If there’s a saving grace of using the phoenix stone nightmares to bring up all of Damon’s painful feelings about his mother (even if they don’t quite track), it’s that it lead to a final sequence that feels like it is ripped straight out of the classic TVD playbook. Damon needed to be in a state of absolute emotional turmoil so he could wake up in a fury, not realize that what he thinks is still a phoenix stone nightmare might potentially be real, and proceed to try to kill all of his friends. Damon standing over all his friends’ lifeless bodies might be real. It might be fake. But it’s certainly fun, and fun is a great way to start the new year—even if it feels like the show fudged a bit to get here.

Stray observations

  • Damon’s Civil War flashback hair and hat combo is the envy of every ’00s-era emo boy. Welcome to the black parade, Salvatore.
  • It’s very bothersome that Alaric is not there when they are trying to revive Damon. I’m sure it was an actor availability thing, but still. Don’t forget these two are friends, show.

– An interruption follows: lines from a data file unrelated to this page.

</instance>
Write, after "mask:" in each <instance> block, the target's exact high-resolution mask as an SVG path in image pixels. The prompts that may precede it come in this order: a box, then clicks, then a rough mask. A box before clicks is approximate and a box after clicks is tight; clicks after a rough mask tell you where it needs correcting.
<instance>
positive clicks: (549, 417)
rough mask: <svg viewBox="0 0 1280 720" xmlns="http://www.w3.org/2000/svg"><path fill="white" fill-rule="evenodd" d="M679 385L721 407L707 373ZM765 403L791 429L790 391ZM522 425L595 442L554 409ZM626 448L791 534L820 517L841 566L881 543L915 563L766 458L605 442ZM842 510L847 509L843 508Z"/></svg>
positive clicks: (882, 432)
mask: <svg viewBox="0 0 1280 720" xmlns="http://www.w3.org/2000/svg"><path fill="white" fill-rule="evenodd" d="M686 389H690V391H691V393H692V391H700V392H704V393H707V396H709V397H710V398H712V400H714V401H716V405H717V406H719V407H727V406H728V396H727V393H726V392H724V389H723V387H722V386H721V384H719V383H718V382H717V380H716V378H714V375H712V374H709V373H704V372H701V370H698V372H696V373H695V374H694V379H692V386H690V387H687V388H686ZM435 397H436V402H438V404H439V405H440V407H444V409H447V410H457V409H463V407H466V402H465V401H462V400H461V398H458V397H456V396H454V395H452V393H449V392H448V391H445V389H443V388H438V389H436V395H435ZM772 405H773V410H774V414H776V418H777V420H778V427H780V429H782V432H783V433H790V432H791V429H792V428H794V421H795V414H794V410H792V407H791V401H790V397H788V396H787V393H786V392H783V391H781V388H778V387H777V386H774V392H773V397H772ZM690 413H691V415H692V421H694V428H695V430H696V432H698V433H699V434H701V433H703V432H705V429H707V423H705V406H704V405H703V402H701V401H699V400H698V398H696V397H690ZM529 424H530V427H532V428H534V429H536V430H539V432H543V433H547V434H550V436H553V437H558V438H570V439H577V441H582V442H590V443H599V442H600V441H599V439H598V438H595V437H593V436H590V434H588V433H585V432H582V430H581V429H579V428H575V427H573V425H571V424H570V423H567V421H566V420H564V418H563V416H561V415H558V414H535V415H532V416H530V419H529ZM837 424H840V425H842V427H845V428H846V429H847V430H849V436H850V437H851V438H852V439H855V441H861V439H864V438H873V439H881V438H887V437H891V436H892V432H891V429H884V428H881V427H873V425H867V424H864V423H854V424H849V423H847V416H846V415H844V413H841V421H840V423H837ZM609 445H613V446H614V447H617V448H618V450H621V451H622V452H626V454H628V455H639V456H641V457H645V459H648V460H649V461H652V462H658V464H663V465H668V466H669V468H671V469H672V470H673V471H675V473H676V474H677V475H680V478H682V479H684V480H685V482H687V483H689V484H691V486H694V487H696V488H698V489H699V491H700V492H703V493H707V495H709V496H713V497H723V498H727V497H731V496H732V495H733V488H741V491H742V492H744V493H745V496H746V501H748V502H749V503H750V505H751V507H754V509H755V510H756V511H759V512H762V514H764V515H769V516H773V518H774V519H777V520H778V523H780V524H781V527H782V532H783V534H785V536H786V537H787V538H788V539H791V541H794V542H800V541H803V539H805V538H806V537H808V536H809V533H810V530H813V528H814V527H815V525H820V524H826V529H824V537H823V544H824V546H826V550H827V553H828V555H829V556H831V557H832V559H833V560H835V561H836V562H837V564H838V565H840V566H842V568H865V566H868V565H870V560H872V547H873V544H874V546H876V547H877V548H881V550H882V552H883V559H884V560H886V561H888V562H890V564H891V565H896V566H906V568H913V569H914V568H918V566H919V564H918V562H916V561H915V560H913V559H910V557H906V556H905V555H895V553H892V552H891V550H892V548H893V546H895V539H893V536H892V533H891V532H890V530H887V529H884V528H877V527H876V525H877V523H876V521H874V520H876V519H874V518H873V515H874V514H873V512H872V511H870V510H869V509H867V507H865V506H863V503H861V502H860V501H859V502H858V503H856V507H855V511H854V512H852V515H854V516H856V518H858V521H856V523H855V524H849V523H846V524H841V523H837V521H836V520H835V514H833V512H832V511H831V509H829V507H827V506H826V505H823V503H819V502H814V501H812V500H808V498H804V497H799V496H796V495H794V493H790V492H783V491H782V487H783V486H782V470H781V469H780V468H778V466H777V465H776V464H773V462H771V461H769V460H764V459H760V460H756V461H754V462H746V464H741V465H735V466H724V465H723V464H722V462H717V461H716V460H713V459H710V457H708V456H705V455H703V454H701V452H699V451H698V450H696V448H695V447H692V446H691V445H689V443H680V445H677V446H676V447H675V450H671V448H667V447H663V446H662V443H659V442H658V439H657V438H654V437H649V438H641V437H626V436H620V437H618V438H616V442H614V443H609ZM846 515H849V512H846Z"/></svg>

  • I assume that’s Candice’s real pregnant stomach and not a prosthesis of some kind. The three-month time jump gives them a good way to incorporate her pregnancy without having to hide it.
  • Even though it was just one of Damon’s dreams, I loved that the reason Bonnie gave for reviving Damon first is that everyone was afraid he’d lose his humanity and come out of everything looking to kill Bonnie and bring Elena back. It feels like Damon’s subconsciously knowing himself pretty well, and it’s a small moment that totally works.
  • This Week, In Matt Donovan Is The Best: Matt looked pretty good while getting knocked out. Way to still probably be alive despite getting the lights knocked out of you, Matt!